[A Ride to India across Persia and Baluchistan by Harry De Windt]@TWC D-Link bookA Ride to India across Persia and Baluchistan CHAPTER VIII 14/56
To write really well is considered as great an accomplishment in Persia as to be a successful musician, painter, or sculptor in Europe; and a famous writer of the last century, living in Shiraz, was paid as much as five tomans for every line transcribed. My favourite walk, after the heat of the day, was to the little cemetery where Hafiz, the Persian poet, lies at rest--a quiet, secluded spot, on the side of a hill, in a clump of dark cypress trees a gap cut through which shows the drab-coloured city, with its white minarets and gilt domes shining in the sun half a mile away.
The tomb, a huge block of solid marble, brought across the desert from Yezd, is covered with inscriptions--the titles of the poet's most celebrated works.

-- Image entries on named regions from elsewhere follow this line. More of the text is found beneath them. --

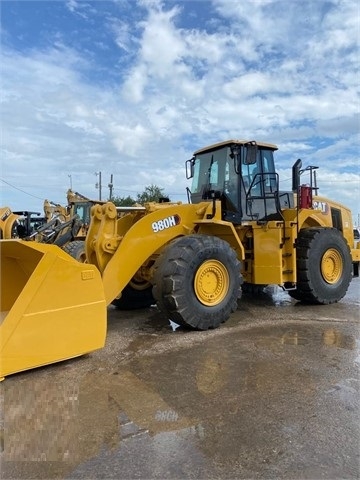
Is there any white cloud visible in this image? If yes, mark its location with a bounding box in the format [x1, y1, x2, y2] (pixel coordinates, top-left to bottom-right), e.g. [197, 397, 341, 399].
[2, 0, 360, 221]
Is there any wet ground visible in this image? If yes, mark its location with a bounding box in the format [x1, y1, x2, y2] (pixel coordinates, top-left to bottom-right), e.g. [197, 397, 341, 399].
[0, 279, 360, 479]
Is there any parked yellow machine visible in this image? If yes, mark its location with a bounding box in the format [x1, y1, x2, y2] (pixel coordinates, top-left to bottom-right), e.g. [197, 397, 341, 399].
[0, 140, 360, 377]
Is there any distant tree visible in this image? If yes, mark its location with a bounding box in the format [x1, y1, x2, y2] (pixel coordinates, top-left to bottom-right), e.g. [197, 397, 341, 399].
[136, 184, 166, 205]
[111, 195, 136, 207]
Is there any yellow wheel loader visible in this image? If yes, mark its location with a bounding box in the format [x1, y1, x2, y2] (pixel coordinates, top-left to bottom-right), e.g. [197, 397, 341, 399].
[0, 140, 360, 377]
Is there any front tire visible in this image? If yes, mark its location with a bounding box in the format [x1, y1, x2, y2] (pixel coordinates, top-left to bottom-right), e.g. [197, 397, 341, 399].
[288, 227, 352, 305]
[153, 235, 242, 330]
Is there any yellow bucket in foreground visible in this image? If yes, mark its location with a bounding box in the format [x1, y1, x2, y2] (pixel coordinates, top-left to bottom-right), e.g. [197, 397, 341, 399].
[0, 240, 107, 380]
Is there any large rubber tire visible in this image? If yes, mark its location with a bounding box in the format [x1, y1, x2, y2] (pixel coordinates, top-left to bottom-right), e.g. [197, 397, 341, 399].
[288, 227, 352, 305]
[111, 282, 156, 310]
[62, 240, 86, 263]
[153, 235, 242, 330]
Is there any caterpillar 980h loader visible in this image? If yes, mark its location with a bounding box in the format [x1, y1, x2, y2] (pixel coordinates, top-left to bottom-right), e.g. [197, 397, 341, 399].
[0, 140, 360, 377]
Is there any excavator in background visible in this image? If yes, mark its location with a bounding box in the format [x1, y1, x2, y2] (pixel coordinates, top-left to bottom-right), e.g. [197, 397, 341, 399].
[0, 207, 46, 239]
[0, 189, 104, 262]
[0, 140, 360, 377]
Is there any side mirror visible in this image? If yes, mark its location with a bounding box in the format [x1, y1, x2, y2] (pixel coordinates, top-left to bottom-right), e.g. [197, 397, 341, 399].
[185, 157, 195, 180]
[244, 140, 258, 165]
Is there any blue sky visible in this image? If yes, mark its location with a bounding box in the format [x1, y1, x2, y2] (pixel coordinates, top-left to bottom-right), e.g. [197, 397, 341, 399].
[0, 0, 360, 221]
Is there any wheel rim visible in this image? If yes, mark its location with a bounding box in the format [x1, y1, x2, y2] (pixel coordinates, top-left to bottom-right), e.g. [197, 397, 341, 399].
[321, 248, 343, 284]
[194, 260, 229, 307]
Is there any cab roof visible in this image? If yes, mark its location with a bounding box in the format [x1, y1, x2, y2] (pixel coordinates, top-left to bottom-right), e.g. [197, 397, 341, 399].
[194, 140, 278, 155]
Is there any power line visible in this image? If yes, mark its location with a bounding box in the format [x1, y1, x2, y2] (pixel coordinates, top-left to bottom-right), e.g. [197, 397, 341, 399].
[0, 178, 44, 200]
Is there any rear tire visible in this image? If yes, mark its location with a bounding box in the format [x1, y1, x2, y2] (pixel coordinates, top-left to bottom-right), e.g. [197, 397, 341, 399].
[288, 227, 352, 305]
[153, 235, 242, 330]
[62, 240, 86, 263]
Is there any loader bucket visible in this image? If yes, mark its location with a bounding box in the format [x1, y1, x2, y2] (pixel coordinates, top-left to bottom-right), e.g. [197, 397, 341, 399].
[0, 240, 107, 379]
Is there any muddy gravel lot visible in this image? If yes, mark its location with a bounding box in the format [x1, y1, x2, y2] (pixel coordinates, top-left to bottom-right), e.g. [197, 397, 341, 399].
[0, 279, 360, 479]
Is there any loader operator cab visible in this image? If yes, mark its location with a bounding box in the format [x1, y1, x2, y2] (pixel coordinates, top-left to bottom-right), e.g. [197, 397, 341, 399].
[186, 140, 294, 224]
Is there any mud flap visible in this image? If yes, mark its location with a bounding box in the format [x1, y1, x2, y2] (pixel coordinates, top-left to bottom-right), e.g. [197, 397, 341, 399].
[0, 240, 107, 379]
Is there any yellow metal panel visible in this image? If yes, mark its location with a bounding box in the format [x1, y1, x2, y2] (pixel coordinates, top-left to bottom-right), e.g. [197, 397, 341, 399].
[252, 222, 283, 285]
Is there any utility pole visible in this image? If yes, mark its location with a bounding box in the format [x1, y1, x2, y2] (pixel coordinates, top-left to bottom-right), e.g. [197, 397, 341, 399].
[95, 172, 101, 202]
[108, 174, 114, 202]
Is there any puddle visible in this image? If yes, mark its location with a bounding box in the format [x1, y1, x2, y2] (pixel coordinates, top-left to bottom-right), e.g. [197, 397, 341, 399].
[255, 326, 358, 350]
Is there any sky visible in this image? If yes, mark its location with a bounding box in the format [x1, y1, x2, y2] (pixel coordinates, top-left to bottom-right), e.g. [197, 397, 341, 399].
[0, 0, 360, 223]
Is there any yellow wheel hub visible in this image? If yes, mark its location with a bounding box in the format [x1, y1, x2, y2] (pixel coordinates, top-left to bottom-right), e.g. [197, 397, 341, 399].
[321, 248, 343, 284]
[194, 260, 230, 307]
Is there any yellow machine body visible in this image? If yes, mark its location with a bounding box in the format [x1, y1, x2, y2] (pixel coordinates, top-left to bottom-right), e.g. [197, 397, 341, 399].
[0, 140, 360, 377]
[0, 240, 107, 378]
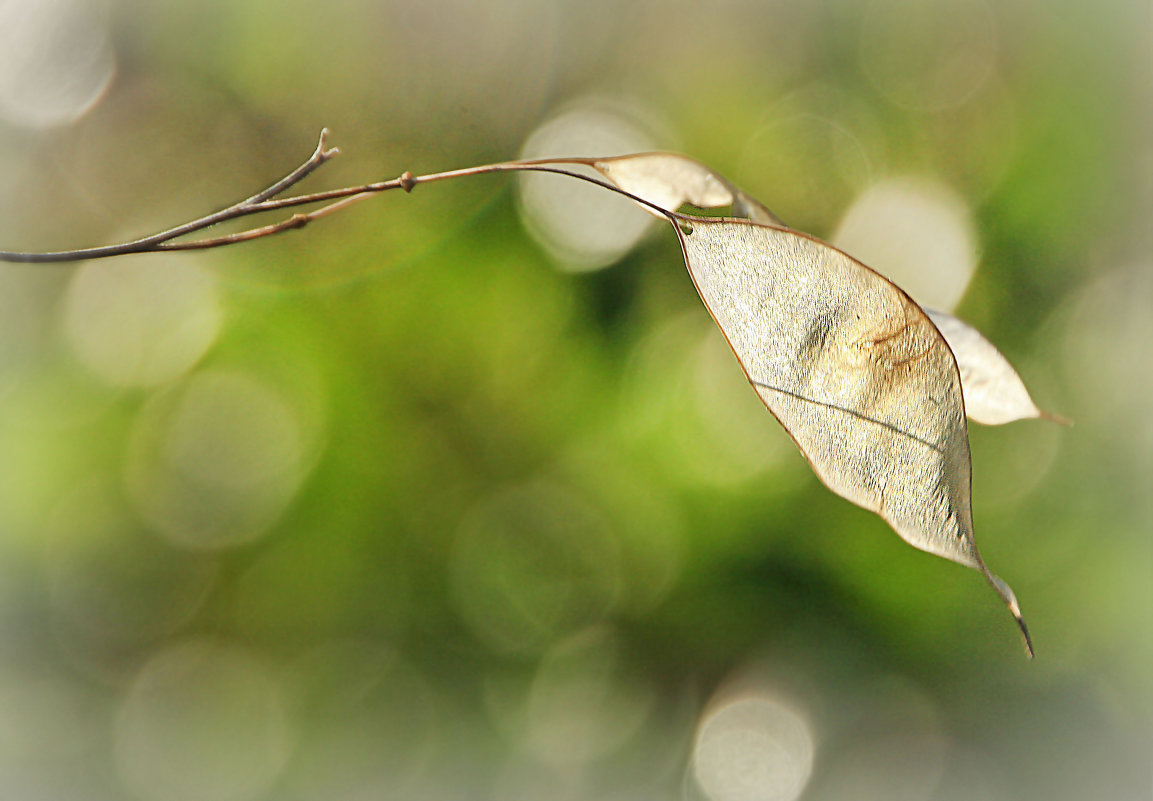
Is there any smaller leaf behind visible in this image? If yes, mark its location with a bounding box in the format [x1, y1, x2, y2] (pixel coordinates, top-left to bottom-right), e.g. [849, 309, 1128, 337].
[591, 152, 1068, 433]
[593, 152, 784, 226]
[925, 309, 1068, 425]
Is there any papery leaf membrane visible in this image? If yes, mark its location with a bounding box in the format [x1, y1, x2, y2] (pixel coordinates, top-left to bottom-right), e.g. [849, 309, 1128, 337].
[675, 218, 1028, 648]
[925, 309, 1060, 425]
[591, 152, 1064, 435]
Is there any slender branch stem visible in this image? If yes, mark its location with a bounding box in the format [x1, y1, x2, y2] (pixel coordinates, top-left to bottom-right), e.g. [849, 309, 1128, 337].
[0, 136, 684, 264]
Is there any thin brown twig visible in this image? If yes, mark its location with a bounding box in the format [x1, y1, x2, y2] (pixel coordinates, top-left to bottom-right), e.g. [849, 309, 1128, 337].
[0, 136, 685, 264]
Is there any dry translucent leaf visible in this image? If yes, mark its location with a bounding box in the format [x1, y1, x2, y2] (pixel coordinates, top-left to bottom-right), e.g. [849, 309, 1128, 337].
[925, 309, 1063, 425]
[675, 218, 1032, 653]
[593, 152, 784, 225]
[593, 152, 1063, 433]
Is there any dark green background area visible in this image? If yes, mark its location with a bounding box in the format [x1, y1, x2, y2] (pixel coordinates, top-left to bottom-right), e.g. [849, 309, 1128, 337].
[0, 0, 1153, 801]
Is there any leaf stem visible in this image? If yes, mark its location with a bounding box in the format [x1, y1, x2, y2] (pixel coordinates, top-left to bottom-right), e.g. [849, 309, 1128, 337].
[0, 140, 683, 264]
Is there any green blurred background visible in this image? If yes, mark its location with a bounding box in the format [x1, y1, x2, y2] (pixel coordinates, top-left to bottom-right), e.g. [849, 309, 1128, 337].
[0, 0, 1153, 801]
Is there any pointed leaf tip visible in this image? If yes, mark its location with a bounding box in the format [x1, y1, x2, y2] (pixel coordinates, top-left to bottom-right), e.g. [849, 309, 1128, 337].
[981, 564, 1033, 659]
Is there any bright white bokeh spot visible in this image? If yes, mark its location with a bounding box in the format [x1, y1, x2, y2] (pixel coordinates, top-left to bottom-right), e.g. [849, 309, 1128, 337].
[693, 696, 814, 801]
[65, 254, 221, 387]
[519, 101, 655, 272]
[126, 370, 312, 549]
[0, 0, 115, 128]
[831, 179, 977, 311]
[860, 0, 997, 109]
[114, 641, 292, 801]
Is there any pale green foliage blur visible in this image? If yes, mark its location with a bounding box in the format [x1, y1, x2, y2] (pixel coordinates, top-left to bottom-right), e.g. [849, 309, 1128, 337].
[0, 0, 1153, 801]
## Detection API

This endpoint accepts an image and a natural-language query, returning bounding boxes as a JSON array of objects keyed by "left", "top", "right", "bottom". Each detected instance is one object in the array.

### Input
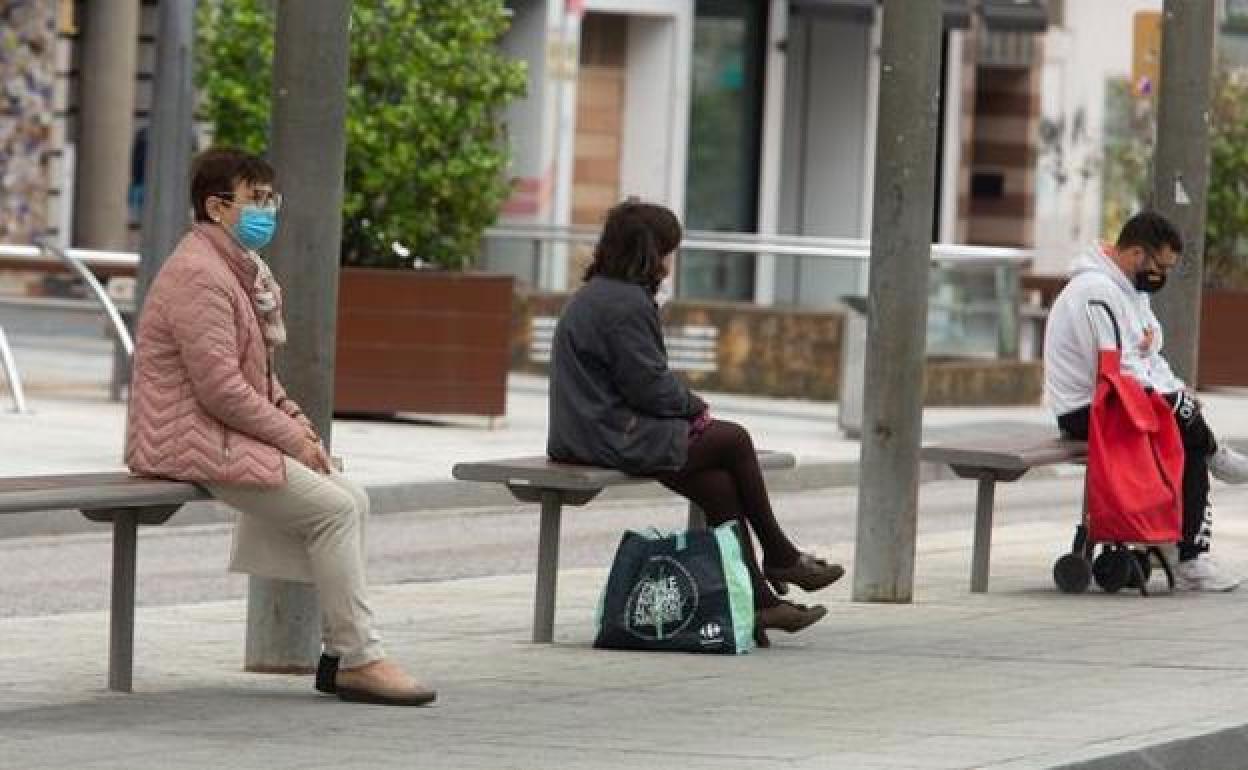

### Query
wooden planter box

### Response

Near it is a brick building containing chambers, where bodies are put for a year or so previous to final interment at Kermanshah or Koom.
Each corpse was in a separate room--a plain whitewashed compartment, with a square brick edifice in the centre containing the body.
Some of the catafalques were spread with white table-cloths, flowers, candles, fruit, and biscuits, which the friends and relations (mostly women and children) of the defunct were discussing in anything but a mournful manner.